Мы спешили под Париж в Сен-Женевье-де-Буа, а чувствами-то оставались в России и, вспоминая Бунина, тем самым невольно тешили в себе образ родины, картину хоть и непритязательную для непосвященных, а может и вовсе грубую и печальную для кого-то, но удивительно близкую сердцу многих русских, хотя бы иной и ни разу не видал ее; поведай в подробностях, и сразу увидит русский себя внутри ее, а не снаружи, и невольно вздохнет с грустью и непонятным сожалением, словно бы утрачено было навсегда что-то самое ценное; и все до самой мелочи сурового быта покажется таким родным, сто раз пережитым, будто они век назад сидели за одним выскобленным столом на лавке-конике вдоль стены, хлебали пшенный кулеш из общей мисы, и загадочная примороженная луна заглядывала в окно к мужикам, отправляющимся спозаранку в лес по дрова… Вздыхает хлебенная квашня на печи, гоня по избе тестяной кисловатый дух, крохотный моргасик на засторонке печи, заправленный зверным салом, задыхаясь, едва пробивает густые предутренние сумерки, чудно шевелящиеся тени по стенам, русые головенки на полатях, будто капустные кочашки, теленок трется в загородке, кряхтит старый дед на лежанке, отыскивая места измозглым костям, ледяная броня на крохотных стеколках, куржак на дверях, обложенных соломенными жгутами, розовые рваные лоскутья пламени на поленьях, – и та же, как и нынче, русская сонная бескрайняя равнина, как сторожевая засека, пасет за стенами от вражины. Какое-то тупое оцепенение разлито по таежным увалам; вот накатит на деревеньку волною и возьмет в полон всякую мечтательную, дерзкую, энергическую душу, и захоронит навсегда, не дав и капли надежды и радости; казалось бы, за что любить эти худо обряженные сиротские земли, – но ведь на самом-то деле и Бунин, и этот молодой литератор Дорошенко, после армии выскользнувший из колхозного хомута, может и до сего дня косятся друг на друга и брюзжат, но по-своему в чем-то близки в родственном чувстве к русской стороне, краше которой не сыскать на всем белом свете, хотя и смотрят на отечество под разным углом и разным освещением…

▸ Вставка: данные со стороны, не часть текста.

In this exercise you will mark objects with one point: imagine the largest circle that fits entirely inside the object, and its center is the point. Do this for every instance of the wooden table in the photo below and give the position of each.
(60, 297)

"Если бы я эту "икону", эту Русь не любил, из-за чего же бы я так сходил с ума все эти годы, из-за чего страдал так беспрерывно, так люто? А ведь говорили, что я только ненавижу…" – с обидою и грустью проговаривался Бунин, отвечая на претензии обвинителей… Вот это внешне ничем не выдающееся, почти неприметное для глаза мистическое чувство национального, которому даже не дать особенного объяснения, не обрисовать в материальном виде, оказывается особенно притягливо и соединяет души крепче арестантской штанги, хотя бы эти люди никогда не встречались и относились друг ко другу с крайним раздражением. Русаки породою – и все тут! Даже и русские разбойники – это свои разбойники, к ним и претензии по иному, заниженному аршину. Вот почему так тосковал Бунин по родине и отчей земле… Не по русским людям, кого и близко не мог поставить рядом с собою, находя в каждом человеке множество неизлечимых язв, но именно по особой палитре русской природы.

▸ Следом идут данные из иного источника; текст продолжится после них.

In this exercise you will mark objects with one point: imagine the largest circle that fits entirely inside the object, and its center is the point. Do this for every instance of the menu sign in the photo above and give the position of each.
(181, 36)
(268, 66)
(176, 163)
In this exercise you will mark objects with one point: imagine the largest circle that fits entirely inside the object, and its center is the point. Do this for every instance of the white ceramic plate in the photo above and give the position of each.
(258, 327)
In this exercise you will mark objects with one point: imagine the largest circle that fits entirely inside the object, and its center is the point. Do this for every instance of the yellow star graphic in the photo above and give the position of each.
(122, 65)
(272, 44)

Только Дорошенко жил в этой низкой темной изобке, крытой соломою, а Бунин лишь осторожно приближался порою ко крылечку, звал с улицы хозяйку иль хозяина и тем временем с ужасом, отвращением и непонятным интересом, который испытывает человек ко всякой скверне, вглядывался в сумрак коридора, откуда наносило чем-то кислым, дурным, терпким, отчего у барина воротило нос. Но вот возвращался в свои покои и торопливо заносил впечатления в записные книжки, уже заранее зная, что увиденное сгодится, станет его как бы стороною собственной жизни. Даже эти приторно терпкие кисловатые запахи чужого изжитого тела станут его запахами. Такова удивительная сила таланта… В отличие от Толстого, который до самой смерти мечтал поселиться в хатенке под соломой (лишь бы в ней было тепло) и жить, как простой деревенщина, у Бунина подобной "заразной хвори" не было, он остерегался ее и пробовал осязать землю в белых лайковых перчатках.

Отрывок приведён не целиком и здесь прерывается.